Robinson nodded his understanding and agreement. Moreover, it would be months before the ship would be able to take orbit around the target world. He had great respect for the position-or at least for the power- of the clergy of Earth, but really didn't want them for company for all that time. The representative of the caliph of Rome, in particular, grew tiresome very quickly, despite the body she would share gleefully and for the asking.
And on that not entirely happy thought, Robinson considered inviting the captain, once again, to his bed.
It would be a long braking maneuver before the ship assumed orbit and, while he could, by right and tradition, bed any female of the crew he wished, he had found the captain's technique most agreeable, especially in low gravity. Wallenstein would make Peace 's long descent to the planet something other than a trial.
Peace was one of thirty-three ships now in system. Four of these were of the same, Spirit, class. Another twenty-three were of one of the older but similar classes. The Spirits were slightly larger than the rest, but only slightly. They were ovoid, at just under two hundred meters across and three hundred long.

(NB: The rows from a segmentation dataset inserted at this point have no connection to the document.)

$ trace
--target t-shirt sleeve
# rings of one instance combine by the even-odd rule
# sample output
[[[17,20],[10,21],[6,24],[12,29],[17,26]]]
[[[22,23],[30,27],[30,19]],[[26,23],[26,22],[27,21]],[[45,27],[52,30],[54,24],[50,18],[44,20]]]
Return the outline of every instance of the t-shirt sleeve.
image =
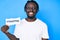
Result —
[[[14,35],[15,35],[17,38],[20,38],[19,28],[18,28],[18,26],[15,27]]]
[[[44,24],[42,27],[42,38],[49,39],[48,28],[46,24]]]

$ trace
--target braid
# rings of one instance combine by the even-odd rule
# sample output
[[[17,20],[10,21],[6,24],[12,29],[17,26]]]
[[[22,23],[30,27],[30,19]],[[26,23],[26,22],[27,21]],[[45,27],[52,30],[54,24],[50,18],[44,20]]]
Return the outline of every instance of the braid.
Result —
[[[28,0],[27,3],[25,4],[24,9],[26,9],[27,4],[28,4],[28,3],[31,3],[31,2],[36,4],[36,6],[37,6],[37,11],[38,11],[38,10],[39,10],[39,5],[38,5],[38,3],[37,3],[36,1],[34,1],[34,0]]]

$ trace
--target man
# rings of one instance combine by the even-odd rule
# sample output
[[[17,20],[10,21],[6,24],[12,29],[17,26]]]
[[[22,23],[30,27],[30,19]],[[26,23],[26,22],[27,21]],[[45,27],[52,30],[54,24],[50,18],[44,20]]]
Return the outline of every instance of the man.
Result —
[[[9,27],[4,25],[1,29],[10,40],[48,40],[48,30],[44,22],[35,16],[39,10],[36,1],[28,1],[24,7],[27,18],[16,25],[14,35],[7,30]]]

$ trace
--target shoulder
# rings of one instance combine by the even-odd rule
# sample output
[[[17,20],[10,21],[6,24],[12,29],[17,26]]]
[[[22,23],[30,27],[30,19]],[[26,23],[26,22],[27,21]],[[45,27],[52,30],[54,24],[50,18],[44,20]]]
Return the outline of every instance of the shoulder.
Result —
[[[41,26],[47,27],[47,24],[46,24],[45,22],[43,22],[42,20],[37,19],[37,22],[38,22]]]

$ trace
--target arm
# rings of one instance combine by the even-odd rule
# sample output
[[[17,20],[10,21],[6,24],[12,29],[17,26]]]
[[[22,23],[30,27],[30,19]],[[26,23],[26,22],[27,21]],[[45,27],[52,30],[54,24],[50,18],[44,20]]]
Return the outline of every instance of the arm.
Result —
[[[48,39],[42,38],[42,40],[48,40]]]
[[[14,35],[10,34],[9,32],[7,32],[7,30],[9,29],[9,27],[7,25],[4,25],[1,30],[3,33],[5,33],[7,35],[7,37],[10,40],[19,40],[18,38],[16,38]]]

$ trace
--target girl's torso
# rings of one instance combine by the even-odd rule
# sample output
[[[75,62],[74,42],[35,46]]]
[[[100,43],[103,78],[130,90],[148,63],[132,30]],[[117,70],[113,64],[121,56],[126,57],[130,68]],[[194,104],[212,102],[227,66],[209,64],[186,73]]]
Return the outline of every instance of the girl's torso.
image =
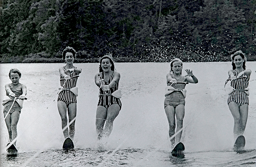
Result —
[[[237,76],[238,74],[237,72],[234,70],[233,72],[236,77],[237,77]],[[246,76],[246,75],[244,74],[241,76],[243,77],[244,76]],[[248,87],[249,85],[249,79],[248,78],[246,78],[238,80],[234,80],[231,81],[230,85],[234,89],[245,89]]]
[[[12,91],[17,96],[20,96],[23,93],[22,89],[21,87],[22,85],[21,84],[18,84],[18,85],[14,86],[12,84],[9,84],[9,85],[10,86]],[[11,96],[9,96],[9,94],[7,93],[6,92],[6,95],[8,96],[9,97],[11,98],[13,98],[14,97]]]
[[[109,80],[108,82],[104,81],[105,85],[108,85],[113,80],[113,78],[114,78],[114,71],[111,71],[111,73],[110,74],[110,77],[109,78]],[[102,79],[104,79],[104,72],[102,72]],[[118,89],[118,82],[116,83],[116,84],[112,87],[110,88],[109,90],[107,91],[103,91],[103,90],[100,89],[100,94],[106,94],[106,93],[112,93],[114,92],[116,90]]]
[[[70,78],[78,75],[78,74],[75,72],[74,72],[72,74],[70,75],[70,74],[67,72],[67,69],[64,67],[63,67],[64,68],[64,72],[65,74],[70,76]],[[76,67],[75,67],[74,69],[76,69]],[[64,79],[64,77],[60,77],[60,79]],[[71,89],[73,87],[76,86],[76,83],[77,82],[77,77],[75,77],[71,78],[70,80],[60,80],[60,85],[64,88]]]

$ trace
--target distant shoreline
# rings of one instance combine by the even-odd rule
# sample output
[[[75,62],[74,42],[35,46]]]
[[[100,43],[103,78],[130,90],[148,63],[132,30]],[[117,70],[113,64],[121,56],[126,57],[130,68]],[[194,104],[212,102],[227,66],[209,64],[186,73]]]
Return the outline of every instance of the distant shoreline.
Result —
[[[149,61],[150,60],[150,61]],[[116,62],[169,62],[170,60],[166,60],[163,61],[150,61],[148,59],[138,59],[136,58],[131,58],[130,57],[120,57],[114,58],[114,61]],[[191,62],[190,61],[184,61],[184,62],[229,62],[230,60],[222,60],[218,61],[199,61],[198,62]],[[255,60],[250,60],[248,61],[256,61]],[[12,58],[8,59],[3,59],[0,58],[0,64],[6,63],[64,63],[64,61],[61,58],[27,58],[24,60],[21,59],[14,58]],[[80,59],[77,58],[75,60],[74,63],[98,63],[99,60],[97,58],[88,58],[88,59]]]

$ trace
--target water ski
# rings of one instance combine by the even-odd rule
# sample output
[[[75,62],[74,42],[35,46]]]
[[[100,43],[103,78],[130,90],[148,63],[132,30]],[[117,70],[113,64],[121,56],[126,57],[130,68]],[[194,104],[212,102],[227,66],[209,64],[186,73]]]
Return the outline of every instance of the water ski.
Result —
[[[8,143],[6,147],[8,147],[9,144],[10,143]],[[13,144],[7,149],[7,151],[8,156],[16,156],[18,154],[18,150]]]
[[[235,144],[234,145],[234,150],[235,151],[242,151],[245,145],[245,138],[242,135],[237,137]]]
[[[181,142],[180,142],[174,147],[172,151],[172,155],[174,157],[184,157],[183,151],[185,150],[185,146]]]
[[[64,150],[70,150],[74,149],[74,146],[71,139],[69,137],[67,138],[64,141],[62,148]]]

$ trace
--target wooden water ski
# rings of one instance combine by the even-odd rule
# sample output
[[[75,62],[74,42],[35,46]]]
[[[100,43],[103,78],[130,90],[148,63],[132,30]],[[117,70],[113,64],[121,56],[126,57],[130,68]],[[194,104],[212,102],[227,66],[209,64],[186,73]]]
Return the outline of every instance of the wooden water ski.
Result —
[[[234,150],[235,151],[242,151],[245,145],[245,138],[242,135],[237,137],[235,144],[234,145]]]
[[[174,157],[184,157],[183,151],[185,150],[185,146],[181,142],[180,142],[172,151],[172,155]]]
[[[6,147],[9,147],[8,145],[10,143],[8,143]],[[16,156],[18,154],[18,150],[13,144],[11,145],[6,150],[8,152],[7,155],[8,156]]]

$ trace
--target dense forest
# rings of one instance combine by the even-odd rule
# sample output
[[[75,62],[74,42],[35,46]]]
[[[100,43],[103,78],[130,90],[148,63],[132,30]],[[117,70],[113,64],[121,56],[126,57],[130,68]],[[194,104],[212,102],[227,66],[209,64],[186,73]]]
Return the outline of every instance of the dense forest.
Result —
[[[2,0],[0,62],[255,61],[256,0]]]

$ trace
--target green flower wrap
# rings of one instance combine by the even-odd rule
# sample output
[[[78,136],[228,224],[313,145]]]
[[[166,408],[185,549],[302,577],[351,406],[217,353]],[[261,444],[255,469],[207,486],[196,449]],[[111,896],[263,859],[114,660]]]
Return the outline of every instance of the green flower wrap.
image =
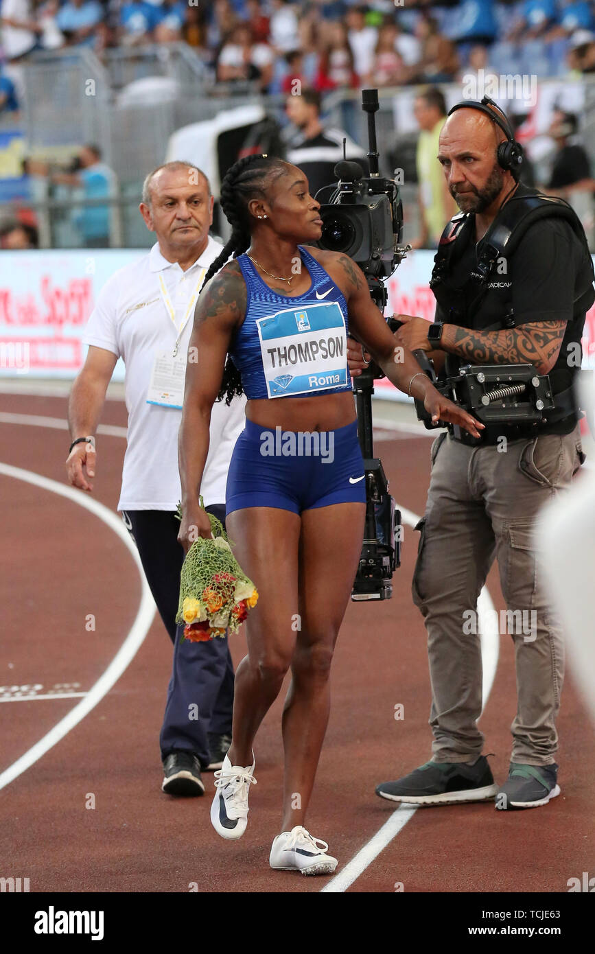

Their silvery skin shone when the sun was just right. Only on closer inspection could one see that the apparently smooth surfaces were pocked with the marks of hundreds, or in some cases thousands, of strikes by astral debris.
Still, at a distance the ships-all twenty-seven that could be seen from below by the locals if the locals used powerful telescopes, as some did-seemed pristine, powerful and invulnerable.
Only one of the petty states that infested the surface of the planet below had made any effort to match the power of the majestic and apparently invulnerable fleet. Just how successful that attempt had been was a matter of considerable conjecture, both above and below.